Entre algunas de las funciones que la Comisión Regional de Espectáculos taurinos en la Comunidad de Castilla y León tiene, figura en uno de los apartados donde se especifican, la de proponer medidas de fomento de la fiesta de los toros, con especial atención a las nuevas generaciones de profesionales así como proponer medidas oportunas para el mejor funcionamiento de los espectáculos taurinos. Todas estas propuestas cuando menos chocan en ocasiones por la barahúnda que se pone en marcha al empezar un encierro de campo sobre todo con la proliferación de participantes voluntarios activos, como les llama la reglamentación, estándoles más que prohibido portar objetos o útiles que puedan dañar a los animales o perjudicar el buen desarrollo del espectáculo.
La fotografía que da pie a este comentario está tomada por Ricardo Otazo en septiembre de 2016 en uno de los pueblos de la provincia de Valladolid que celebran encierros por el campo y calle, calificados de mixtos, por aquello de dar demasiadas explicaciones normativas a lo que se intuye como «de toda la vida y propio de dichas localidades».
La costumbre está sustituida por la norma, cuando aquella misma es una de las fuentes primordiales no solo del derecho, sino también de la vida y comportamiento de muchas personas, más todavía durante las fiestas populares con toros de lidia por el campo y lo que de emoción y arraigo supone en la gente.
A primera vista resulta cuando menos chocante que se puedan contar una veintena de picas garrochas entre los caballistas que arropan el encierro. Para colocar, si pueden, una varita en la culata trasera de los toros y hacerles correr a galope tendido por el campo y es dudoso, muy dudoso, que todos ellos sean y estén autorizados por el Presidente del festejo para que sirvan de ayuda al Director de Lidia o de Campo y que realice prácticamente y de forma idónea su cometido.
No es cuestión de prohibiciones sino de compromiso por los participantes de no transportar la pica y menos utilizarla mientras a galope tendido salen los toros y mansos como exhalaciones hacia los embudos de la entrada en las poblaciones donde discurrirá el encierro, o se van lejos del mundanal ruido.
El caballista va a pasárselo bien, como casi todos, a entretener la mañana, sin importarle si en el mirador del pueblo hay una muchedumbre que espera para ver pasar los toros a su lado.
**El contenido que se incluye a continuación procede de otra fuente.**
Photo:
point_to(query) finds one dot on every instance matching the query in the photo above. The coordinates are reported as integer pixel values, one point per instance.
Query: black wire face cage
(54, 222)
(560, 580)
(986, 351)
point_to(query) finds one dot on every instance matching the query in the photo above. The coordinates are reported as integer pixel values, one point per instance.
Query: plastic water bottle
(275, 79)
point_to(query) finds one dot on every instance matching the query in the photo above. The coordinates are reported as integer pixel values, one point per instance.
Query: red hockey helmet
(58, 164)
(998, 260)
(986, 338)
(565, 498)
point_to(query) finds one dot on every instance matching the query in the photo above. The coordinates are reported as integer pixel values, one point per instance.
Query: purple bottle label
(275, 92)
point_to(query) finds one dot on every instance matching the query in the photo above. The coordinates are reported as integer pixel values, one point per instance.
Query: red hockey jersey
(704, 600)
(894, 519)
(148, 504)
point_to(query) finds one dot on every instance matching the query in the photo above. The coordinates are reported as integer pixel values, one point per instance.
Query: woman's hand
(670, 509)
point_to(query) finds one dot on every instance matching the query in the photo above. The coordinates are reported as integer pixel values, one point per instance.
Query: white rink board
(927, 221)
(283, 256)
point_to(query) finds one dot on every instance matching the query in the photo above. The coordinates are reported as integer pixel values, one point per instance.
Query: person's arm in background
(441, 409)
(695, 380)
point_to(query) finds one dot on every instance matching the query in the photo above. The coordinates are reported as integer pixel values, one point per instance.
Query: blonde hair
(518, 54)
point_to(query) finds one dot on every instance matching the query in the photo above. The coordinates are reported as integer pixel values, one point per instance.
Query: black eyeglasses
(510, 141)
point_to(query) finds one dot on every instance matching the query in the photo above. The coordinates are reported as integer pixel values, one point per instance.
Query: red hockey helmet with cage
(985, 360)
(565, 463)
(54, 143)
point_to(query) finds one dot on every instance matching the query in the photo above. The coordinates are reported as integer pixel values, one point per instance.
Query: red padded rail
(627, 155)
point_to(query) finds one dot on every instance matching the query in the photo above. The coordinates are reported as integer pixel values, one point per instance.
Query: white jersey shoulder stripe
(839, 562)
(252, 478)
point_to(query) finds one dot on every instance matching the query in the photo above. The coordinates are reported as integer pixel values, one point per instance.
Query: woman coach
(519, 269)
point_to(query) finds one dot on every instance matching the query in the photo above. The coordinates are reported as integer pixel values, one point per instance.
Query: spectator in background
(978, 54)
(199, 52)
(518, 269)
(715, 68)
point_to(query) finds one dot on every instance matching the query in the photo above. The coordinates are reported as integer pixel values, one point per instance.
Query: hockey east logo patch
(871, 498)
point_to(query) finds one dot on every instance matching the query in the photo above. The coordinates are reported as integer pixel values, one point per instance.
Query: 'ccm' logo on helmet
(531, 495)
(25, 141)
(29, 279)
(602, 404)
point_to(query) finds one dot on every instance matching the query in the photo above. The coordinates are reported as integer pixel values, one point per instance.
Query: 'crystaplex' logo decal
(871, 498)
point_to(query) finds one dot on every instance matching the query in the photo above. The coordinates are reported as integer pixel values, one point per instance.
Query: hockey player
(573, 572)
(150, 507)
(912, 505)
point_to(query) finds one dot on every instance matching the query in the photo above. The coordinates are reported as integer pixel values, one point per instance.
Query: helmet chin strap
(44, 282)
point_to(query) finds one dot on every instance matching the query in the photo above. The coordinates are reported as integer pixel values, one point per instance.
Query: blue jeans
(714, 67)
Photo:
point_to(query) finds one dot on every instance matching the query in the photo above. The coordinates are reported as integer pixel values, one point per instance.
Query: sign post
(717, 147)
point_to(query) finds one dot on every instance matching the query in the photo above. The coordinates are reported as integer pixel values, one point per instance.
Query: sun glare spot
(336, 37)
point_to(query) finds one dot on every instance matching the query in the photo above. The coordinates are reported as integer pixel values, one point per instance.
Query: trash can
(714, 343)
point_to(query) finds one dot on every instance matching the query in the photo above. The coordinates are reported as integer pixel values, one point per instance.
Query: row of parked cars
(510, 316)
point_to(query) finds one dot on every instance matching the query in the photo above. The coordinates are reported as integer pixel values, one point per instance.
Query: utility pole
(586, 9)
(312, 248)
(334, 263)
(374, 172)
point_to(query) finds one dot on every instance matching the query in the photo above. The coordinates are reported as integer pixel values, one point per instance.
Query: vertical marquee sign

Gusta de correr por el campo libre y galopar las embestidas de un toro, emocionándose y participando con la actividad que su valor y arrojo le permite, pero también debe respetar y conocer la normativa municipal que regula estos festejos y aunque es bien cierto que los encierros son para todo el pueblo y no solo para una parte de quienes acuden con sus caballos a disfrutar de una mañana de toros populares, de encierros camperos, la masificación casi todo lo destruye, o al menos lo cambia, lo transforma.
Una de las soluciones que se baraja es la de inscribirse previamente, caballo y caballero, en los Ayuntamientos organizadores, abonando una cantidad destinada a sufragar la contratación del seguro de responsabilidad general que cubra el daño físico o accidental que pudiera producirse. Algo así como el abono o la entrada que todo el público aporta para acceder a una plaza de toros.
En las fotografías comentadas en esta ocasión, el grupo de caballistas arropa entre la nube de polvareda a la manada de reses y aunque las picas van enhiestas como si se tratara, salvando las distancias y el ejemplo, del cuadro velazqueño de la rendición de Breda, se antoja excesivo el número de garrochas que tantas veces se confundieron con lanzas como sucedió en el toro de Tordesillas.